Olga se sentó en el inodoro, de modo que veía casi de frente a Susana en la bañera.

—Vamos a ver —dijeron las dos al mismo tiempo.

Se rieron.

—¿Quién empieza? —preguntó Olga.

—Tú. Plantéale a la doctora lo que abruma tu espíritu, querida.

Olga le contó su intranquilidad.

—Mira, no puedo contestar por él, pero, si yo fuera tú, no me preocuparía ahora mismo de las razones que le hayan podido llevar a anular su asistencia a la reunión de hoy. Quizás, y lo considero lo más probable, era cierta esa reunión en el rectorado. En lugar de eso, ¿por qué no te planteas qué vas a hacer o qué vas a decirle para comprobar si sigues interesándole?

—Ya. En tu opinión, ¿cómo debo hacerlo?

—De cara. Ya sabes. Sin subterfugios, sin circunloquios, cuanto más clarito mejor.

—¿Y cómo?

—Por ejemplo, ¿por qué no le hablas de la gargantilla de nudo marinero, origen de los males aquella noche...? Por cierto, ¿dónde está la gargantilla? ¿Hace mucho que no te la pones? ¿La has desterrado de tu vida por haberse permitido interferir entre tú y Jorge?

—La perdí.

—¿La perdiste? ¡Coño!
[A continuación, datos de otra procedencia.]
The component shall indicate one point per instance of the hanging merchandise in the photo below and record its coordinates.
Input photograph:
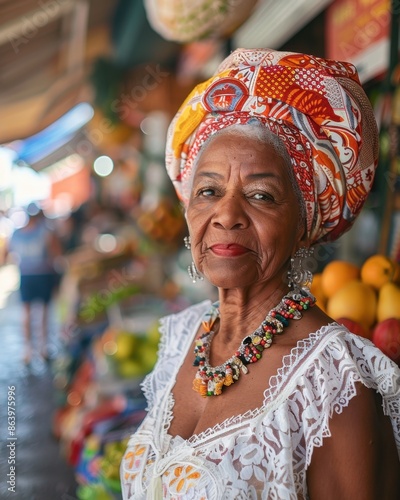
(183, 21)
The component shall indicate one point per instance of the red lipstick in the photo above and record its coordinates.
(229, 250)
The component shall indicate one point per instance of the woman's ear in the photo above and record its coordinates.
(303, 237)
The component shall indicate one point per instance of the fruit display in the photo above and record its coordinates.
(365, 299)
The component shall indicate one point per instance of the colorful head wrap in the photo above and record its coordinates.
(317, 107)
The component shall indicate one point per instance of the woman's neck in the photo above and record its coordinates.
(242, 310)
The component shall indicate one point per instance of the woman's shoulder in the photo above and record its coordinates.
(187, 316)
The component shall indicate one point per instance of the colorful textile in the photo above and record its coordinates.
(318, 109)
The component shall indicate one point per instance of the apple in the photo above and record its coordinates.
(386, 336)
(354, 327)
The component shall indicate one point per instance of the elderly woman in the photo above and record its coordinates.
(261, 395)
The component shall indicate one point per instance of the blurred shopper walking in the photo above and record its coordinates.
(34, 248)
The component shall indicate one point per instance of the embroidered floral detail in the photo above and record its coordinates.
(183, 478)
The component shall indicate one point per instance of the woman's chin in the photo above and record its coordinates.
(230, 278)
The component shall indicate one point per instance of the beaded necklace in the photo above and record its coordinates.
(210, 380)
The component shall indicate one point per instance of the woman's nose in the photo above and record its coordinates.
(230, 213)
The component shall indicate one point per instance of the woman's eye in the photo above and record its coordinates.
(263, 197)
(206, 192)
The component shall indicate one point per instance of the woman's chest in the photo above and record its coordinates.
(193, 413)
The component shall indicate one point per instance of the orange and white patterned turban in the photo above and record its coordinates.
(318, 109)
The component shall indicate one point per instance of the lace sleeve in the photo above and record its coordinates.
(175, 330)
(329, 384)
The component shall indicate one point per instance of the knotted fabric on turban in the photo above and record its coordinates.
(318, 109)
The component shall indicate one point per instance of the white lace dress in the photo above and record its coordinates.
(262, 454)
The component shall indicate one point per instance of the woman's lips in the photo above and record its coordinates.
(230, 250)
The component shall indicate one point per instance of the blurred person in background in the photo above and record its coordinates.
(34, 248)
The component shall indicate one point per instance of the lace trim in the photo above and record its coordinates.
(186, 321)
(289, 363)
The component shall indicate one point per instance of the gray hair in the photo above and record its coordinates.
(258, 131)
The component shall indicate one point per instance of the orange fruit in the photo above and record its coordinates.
(316, 290)
(356, 301)
(378, 270)
(388, 302)
(336, 274)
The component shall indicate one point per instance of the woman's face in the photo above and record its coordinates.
(243, 213)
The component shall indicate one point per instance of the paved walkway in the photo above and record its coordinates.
(41, 472)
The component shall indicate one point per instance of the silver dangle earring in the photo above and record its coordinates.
(299, 276)
(194, 273)
(192, 269)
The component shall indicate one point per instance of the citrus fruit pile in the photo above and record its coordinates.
(366, 299)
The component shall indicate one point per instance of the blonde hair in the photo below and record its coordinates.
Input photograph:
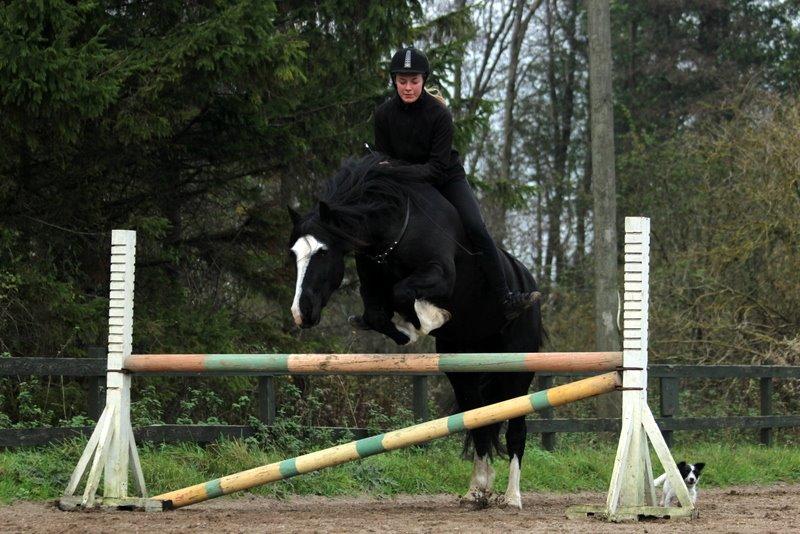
(437, 94)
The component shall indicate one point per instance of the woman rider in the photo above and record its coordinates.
(416, 128)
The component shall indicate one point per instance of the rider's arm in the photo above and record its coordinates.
(435, 169)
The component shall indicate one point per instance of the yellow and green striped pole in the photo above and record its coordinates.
(375, 363)
(397, 439)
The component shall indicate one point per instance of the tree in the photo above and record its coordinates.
(603, 176)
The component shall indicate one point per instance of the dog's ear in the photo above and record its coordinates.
(699, 467)
(294, 215)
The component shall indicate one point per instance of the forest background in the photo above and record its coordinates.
(196, 123)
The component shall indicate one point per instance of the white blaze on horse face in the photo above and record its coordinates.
(303, 249)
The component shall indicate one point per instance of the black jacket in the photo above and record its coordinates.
(421, 136)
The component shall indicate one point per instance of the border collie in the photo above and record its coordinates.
(690, 474)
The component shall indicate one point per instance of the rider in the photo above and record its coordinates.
(416, 128)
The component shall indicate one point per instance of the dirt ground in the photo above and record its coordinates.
(743, 509)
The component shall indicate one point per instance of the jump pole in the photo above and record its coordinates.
(397, 439)
(375, 363)
(112, 450)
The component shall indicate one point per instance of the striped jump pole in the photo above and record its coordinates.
(397, 439)
(375, 363)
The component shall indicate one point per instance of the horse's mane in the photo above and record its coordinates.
(360, 191)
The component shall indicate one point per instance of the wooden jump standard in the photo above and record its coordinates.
(112, 450)
(398, 439)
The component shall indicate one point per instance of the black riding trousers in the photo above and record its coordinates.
(458, 192)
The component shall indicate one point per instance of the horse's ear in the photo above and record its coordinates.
(294, 215)
(325, 212)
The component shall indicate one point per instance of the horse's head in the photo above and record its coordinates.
(320, 265)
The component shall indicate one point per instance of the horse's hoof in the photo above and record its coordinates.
(475, 500)
(505, 501)
(357, 322)
(401, 339)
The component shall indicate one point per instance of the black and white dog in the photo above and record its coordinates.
(690, 474)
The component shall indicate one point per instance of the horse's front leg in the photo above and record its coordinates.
(515, 443)
(412, 294)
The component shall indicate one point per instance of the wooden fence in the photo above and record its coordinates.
(668, 378)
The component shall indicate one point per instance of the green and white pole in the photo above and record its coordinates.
(397, 439)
Lo que diría Freud en una ocasión como ésta...

—Más le valdría cerrar la boca porque, según la gansada que improvisase, yo le saltaría a la yugular.

—Te diré qué vamos a hacer. Yo soy Jorge. Tú, obviamente, Olga. A ver cómo te apañas. Empezamos. Buenísimo este vino que nos han servido. Nada que ver con lo que bebíamos en el
Hespérides
. ¿Te acuerdas?

—Sí.

—¡Ay, Olga...! Corazón, ¿podrías ponerle un poco más de imaginación al asunto? Jorge no te habla del
Hespérides
porque sí o por hablar del vino peleón que allí os visteis obligados a beber, sino por darte pie a desfacer entuertos. Esto es un globo sonda.
Do you understand?
Pongamos que tú aprovechas la coyuntura para decirle: no necesité el vino para ponerme como una moto; contigo tuve bastante.